Mr Grillo, whose Five Star Movement will have 109 MPs and 54 senators in parliament, also promised to block the both the mainstream parties at every turn unless they met his conditions.

Mr Grillo who can not enter parliament himself due to a past conviction for manslaughter following a car crash, said: “ “We’ll start doing what we have always said …public water, public education, public health. If they follow us they follow us. Otherwise the battle will be very hard for them, very hard.” He added that a minority centre-left government would not last more than seven to eight months.

Nonetheless, Stefano Folli, a columnist for the respected Il Sole 24 Ore business daily, said the only two options were a left-led “equilibrium government” that would rely on Grillo votes in the Senate or a right-left interim majority to pass key reforms and before returning to the polls within a few months.

Roberto D’Alimonte, political science professor at Rome’s LUISS University, said: “Grillo will play a decisive role. He has to decide whether to strike a limited agreement with the left or go for fresh elections.”

Last night Mr Bersani set out his key aims, with an eye firmly on the issues of importance for the Five Star Movement, which won the biggest share of the vote of any single party.

Mr Bersani said the centre-left’s “essential programme” would focus on “reform of the institutions and the political system and its costs” and also “morality - public and private, and defence of those most exposed to the economic crisis and a Europe-wide push to create new jobs”.

But he also issued a thinly-veiled warning to Mr Grillo over his strongly Eurosceptic stance. “An Italy that detached itself from Europe would be a disaster. This is mathematics not an opinion,” he said.

Before any election could be held, there is parliamentary business to attend to with strict deadlines. First, parliament is due to convene on 15 March 15 to elect speakers for both chambers. Next the head of state Giorgio Napolitano will have to ask Mr Bersani to form some sort of government, although this many not be formalised for a month.

If he is unable to do so then the head of state can either appoint a caretaker government, as he did after the collapse of the last Berlusconi administration in November 2011, or call new elections. The latter option would be problematic because President Napolitano himself is due to retire at the end of April after a seven-year period in office, and the constitution demands that his replacement be appointed by parliament by mid-May.

What the Press said

“Chaos” and “ungovernability” were the words that kept cropping up in Italian newspapers after the grim reality of a hung parliament had sunk in.

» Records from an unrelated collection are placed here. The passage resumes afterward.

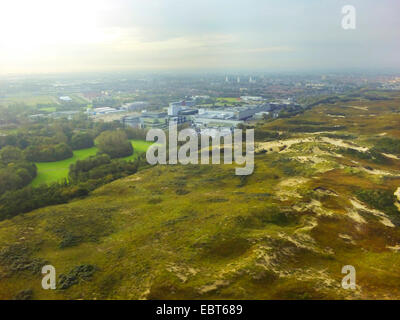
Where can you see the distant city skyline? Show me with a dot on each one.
(46, 36)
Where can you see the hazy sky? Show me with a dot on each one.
(101, 35)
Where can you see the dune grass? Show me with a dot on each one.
(49, 172)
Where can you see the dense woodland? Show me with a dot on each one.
(54, 140)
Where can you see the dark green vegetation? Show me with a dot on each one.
(115, 144)
(315, 203)
(50, 143)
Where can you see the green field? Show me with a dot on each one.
(49, 172)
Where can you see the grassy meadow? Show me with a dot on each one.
(49, 172)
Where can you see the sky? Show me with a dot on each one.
(50, 36)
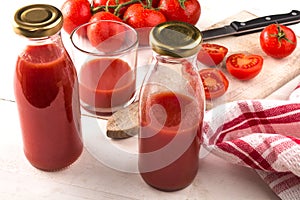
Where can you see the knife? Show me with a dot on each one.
(236, 28)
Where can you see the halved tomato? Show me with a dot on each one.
(214, 81)
(211, 54)
(244, 67)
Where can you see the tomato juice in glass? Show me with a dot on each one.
(105, 58)
(46, 91)
(169, 140)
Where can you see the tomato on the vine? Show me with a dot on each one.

The centre-left daily La Repubblica said Grillo’s anti-establishment Five Star Movement had caused “an earthquake” in the election and reflected on the many big name-politicians denied places in the next parliament as a result. In the political centre, the Milan daily, Corriere della Sera wondered whether “an ungovernable Italy” would “sink Europe”.

Predictably, The Berlusconi family’s Il Giornale saw things differently. “Berlusconi Miracle” screamed its front page – a sycophantic nod to the mogul’s success in denying the centre-left a majority in both houses.

But writing in the liberal, Turin-based daily La Stampa, pundit Massimo Gramellini had a more balanced take on events: “In this election Grillo is the only winner,” he said. “And that’s an understatement. The polls have hosted a mass uprising against the elite…the caste of politicians, journalists, bankers, people with inside connections.”